Und dann ist da noch die Geschichte mit dem – fast echten – Gespenst und dem ganz großen Auftritt: 2004 war die Höhle nämlich einer der Schauplätze des TV-Films „Das Gespenst von Canterville“. Hauptdrehort war das Steiner Faberschloss, doch für eine besonders gruselige Szene reichte die ehrwürdige Atmosphäre des alten Gemäuers nicht aus. Es sollte etwas Ausgefalleneres sein. So kam man auf die Rattatashöhle. Und die Filmcrew scheute keine Kosten und Mühen, wie sich Norbert Miederer, der Besitzer der Höhle erinnert: „Die sind mit einem Haufen Leute und Technik hier angekommen und haben einen kompletten Swimmingpool in die Höhle eingebaut – ein Riesenaufwand.“ Und tatsächlich: an den schroffen Steinwänden kann man noch Reste des Klebers entdecken, mit dem damals die Poolfolie befestigt worden war. Das Gespenst war ein hochmodernes, computergestyltes Animationsgeschöpf und schwebte effektvoll über dem Wasser – das Ganze gruselig ausgeleuchtet, begleitet in den dunklen Gängen vom Hauptdarsteller, einem kleinen Jungen. Ein Höhepunkt der Höhlengeschichte.

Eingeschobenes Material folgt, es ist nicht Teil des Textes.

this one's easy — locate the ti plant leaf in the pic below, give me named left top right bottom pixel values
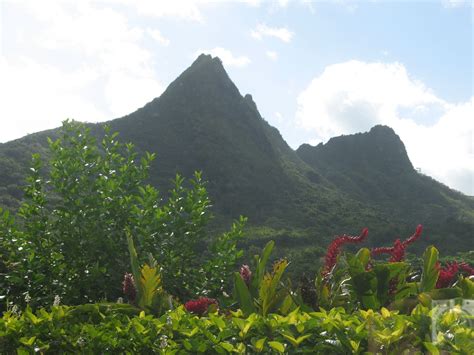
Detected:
left=250, top=240, right=274, bottom=298
left=420, top=246, right=439, bottom=293
left=233, top=272, right=256, bottom=316
left=259, top=259, right=289, bottom=316
left=355, top=248, right=371, bottom=269
left=126, top=230, right=143, bottom=301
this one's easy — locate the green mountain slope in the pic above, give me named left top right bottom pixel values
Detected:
left=0, top=55, right=472, bottom=272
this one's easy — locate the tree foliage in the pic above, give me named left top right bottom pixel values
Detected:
left=0, top=121, right=245, bottom=309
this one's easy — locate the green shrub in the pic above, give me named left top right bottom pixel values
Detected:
left=1, top=303, right=472, bottom=353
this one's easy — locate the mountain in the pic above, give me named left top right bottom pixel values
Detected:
left=297, top=125, right=474, bottom=250
left=0, top=55, right=473, bottom=274
left=105, top=54, right=323, bottom=225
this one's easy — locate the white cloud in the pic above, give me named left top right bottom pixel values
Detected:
left=266, top=50, right=278, bottom=61
left=0, top=56, right=107, bottom=142
left=240, top=0, right=263, bottom=7
left=0, top=1, right=164, bottom=142
left=240, top=0, right=290, bottom=7
left=442, top=0, right=472, bottom=8
left=196, top=47, right=251, bottom=68
left=147, top=29, right=170, bottom=46
left=105, top=71, right=164, bottom=116
left=301, top=0, right=316, bottom=14
left=296, top=60, right=474, bottom=195
left=251, top=23, right=294, bottom=43
left=277, top=0, right=291, bottom=7
left=275, top=111, right=283, bottom=123
left=106, top=0, right=205, bottom=22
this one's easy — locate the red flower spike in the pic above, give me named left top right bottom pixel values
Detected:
left=323, top=228, right=369, bottom=278
left=459, top=262, right=474, bottom=276
left=371, top=225, right=423, bottom=262
left=389, top=239, right=405, bottom=262
left=436, top=262, right=459, bottom=289
left=185, top=297, right=218, bottom=316
left=402, top=224, right=423, bottom=247
left=371, top=246, right=393, bottom=256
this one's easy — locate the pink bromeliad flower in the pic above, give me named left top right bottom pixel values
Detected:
left=322, top=227, right=369, bottom=278
left=184, top=297, right=218, bottom=316
left=239, top=264, right=252, bottom=286
left=122, top=273, right=136, bottom=302
left=371, top=225, right=423, bottom=262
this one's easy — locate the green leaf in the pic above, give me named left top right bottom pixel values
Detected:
left=458, top=276, right=474, bottom=298
left=282, top=334, right=311, bottom=347
left=233, top=272, right=256, bottom=315
left=239, top=314, right=257, bottom=337
left=219, top=342, right=234, bottom=352
left=428, top=287, right=462, bottom=300
left=19, top=336, right=36, bottom=347
left=268, top=341, right=285, bottom=353
left=355, top=248, right=371, bottom=268
left=251, top=240, right=274, bottom=295
left=420, top=246, right=439, bottom=292
left=259, top=259, right=288, bottom=316
left=424, top=341, right=440, bottom=355
left=254, top=337, right=266, bottom=352
left=126, top=232, right=141, bottom=284
left=351, top=271, right=380, bottom=309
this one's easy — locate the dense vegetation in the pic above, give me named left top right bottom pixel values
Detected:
left=1, top=122, right=473, bottom=353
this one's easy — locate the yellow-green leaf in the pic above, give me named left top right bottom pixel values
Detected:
left=282, top=334, right=311, bottom=347
left=268, top=341, right=285, bottom=353
left=381, top=307, right=390, bottom=318
left=19, top=336, right=36, bottom=346
left=255, top=337, right=266, bottom=352
left=138, top=263, right=162, bottom=309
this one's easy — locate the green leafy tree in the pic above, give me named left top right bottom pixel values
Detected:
left=0, top=120, right=245, bottom=308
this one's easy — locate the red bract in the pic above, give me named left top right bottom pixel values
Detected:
left=323, top=227, right=369, bottom=278
left=459, top=262, right=474, bottom=276
left=403, top=224, right=423, bottom=247
left=389, top=239, right=405, bottom=262
left=371, top=225, right=423, bottom=262
left=185, top=297, right=218, bottom=316
left=239, top=264, right=252, bottom=286
left=436, top=262, right=459, bottom=289
left=435, top=261, right=474, bottom=289
left=122, top=273, right=136, bottom=302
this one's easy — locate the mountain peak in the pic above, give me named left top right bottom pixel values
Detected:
left=297, top=125, right=414, bottom=174
left=192, top=53, right=224, bottom=68
left=155, top=54, right=241, bottom=105
left=368, top=124, right=397, bottom=137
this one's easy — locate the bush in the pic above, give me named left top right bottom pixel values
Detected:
left=1, top=303, right=472, bottom=353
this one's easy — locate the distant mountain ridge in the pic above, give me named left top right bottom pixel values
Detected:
left=1, top=54, right=472, bottom=267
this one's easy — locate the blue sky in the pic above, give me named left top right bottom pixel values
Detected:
left=0, top=0, right=472, bottom=195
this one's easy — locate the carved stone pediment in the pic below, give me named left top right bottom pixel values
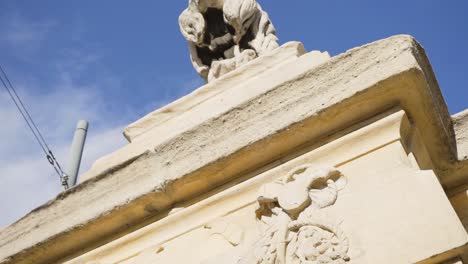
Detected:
left=203, top=165, right=350, bottom=264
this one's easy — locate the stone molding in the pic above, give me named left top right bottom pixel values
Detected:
left=122, top=41, right=308, bottom=143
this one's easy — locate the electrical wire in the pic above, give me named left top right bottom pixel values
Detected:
left=0, top=65, right=69, bottom=189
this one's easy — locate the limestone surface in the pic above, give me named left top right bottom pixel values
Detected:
left=123, top=41, right=309, bottom=143
left=1, top=35, right=468, bottom=264
left=68, top=111, right=468, bottom=264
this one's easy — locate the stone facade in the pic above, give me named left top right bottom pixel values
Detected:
left=1, top=35, right=468, bottom=263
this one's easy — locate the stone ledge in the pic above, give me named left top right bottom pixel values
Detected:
left=123, top=41, right=309, bottom=143
left=81, top=44, right=328, bottom=183
left=1, top=35, right=467, bottom=264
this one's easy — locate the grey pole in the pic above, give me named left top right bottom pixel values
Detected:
left=66, top=120, right=88, bottom=188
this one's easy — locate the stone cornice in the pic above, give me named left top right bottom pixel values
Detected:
left=1, top=35, right=467, bottom=264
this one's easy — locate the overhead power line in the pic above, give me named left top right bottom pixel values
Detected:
left=0, top=65, right=70, bottom=189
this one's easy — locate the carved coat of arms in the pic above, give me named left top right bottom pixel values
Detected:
left=248, top=165, right=350, bottom=264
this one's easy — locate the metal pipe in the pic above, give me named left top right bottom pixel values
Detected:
left=66, top=120, right=88, bottom=187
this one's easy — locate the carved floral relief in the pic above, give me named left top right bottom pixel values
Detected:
left=249, top=164, right=350, bottom=264
left=126, top=165, right=349, bottom=264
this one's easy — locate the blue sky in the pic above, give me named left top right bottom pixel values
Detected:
left=0, top=1, right=467, bottom=226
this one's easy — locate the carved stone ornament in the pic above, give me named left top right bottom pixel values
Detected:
left=249, top=164, right=350, bottom=264
left=179, top=0, right=279, bottom=82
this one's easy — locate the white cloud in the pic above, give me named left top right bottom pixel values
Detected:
left=0, top=77, right=130, bottom=227
left=0, top=13, right=56, bottom=51
left=0, top=42, right=134, bottom=227
left=0, top=70, right=203, bottom=227
left=0, top=11, right=145, bottom=227
left=0, top=11, right=202, bottom=228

Die Begeisterung unserer Wandergruppe, mit Taschenlampen das faszinierende Säulenlabyrinth bis in die hintersten Ecken zu erforschen und vielleicht doch noch das Gespenst zu entdecken, will schier kein Ende nehmen.
Wir müssen weiter, über Eckershof wenden wir uns dem wieder schattigen Klingengraben zu. An der Quellhöhle müssen wir, um nicht trotz Trockenheit, im Matsch zu versinken, über Baumstämme balancieren. Kurz vor drei Uhr erreichen wir unser Einkehrziel, den Winzerhof in der Gerasmühle. Eine super Wahl, einzig, warum für uns die Tische im Innern des Gasthauses gedeckt sind, entzieht sich unserem Verständnis. Gut gestärkt müssen wir nun noch einmal den Berg auf die Hochebene hinaufsteigen. Am oberen Zaun entlang des Geländes des „500 mm Feldbahnmuseums“ können wir Einblick in einen Teil der hier befindlichen, umfangreichen Sammlung dieses Vereins erhalten. Von dem Ende April hier entdeckten „Wunderlauch“, „Seltsamer Lauch“ oder „Berliner Bärlauch“ ist leider zur Enttäuschung einiger Neugieriger, keine Spur mehr zu finden.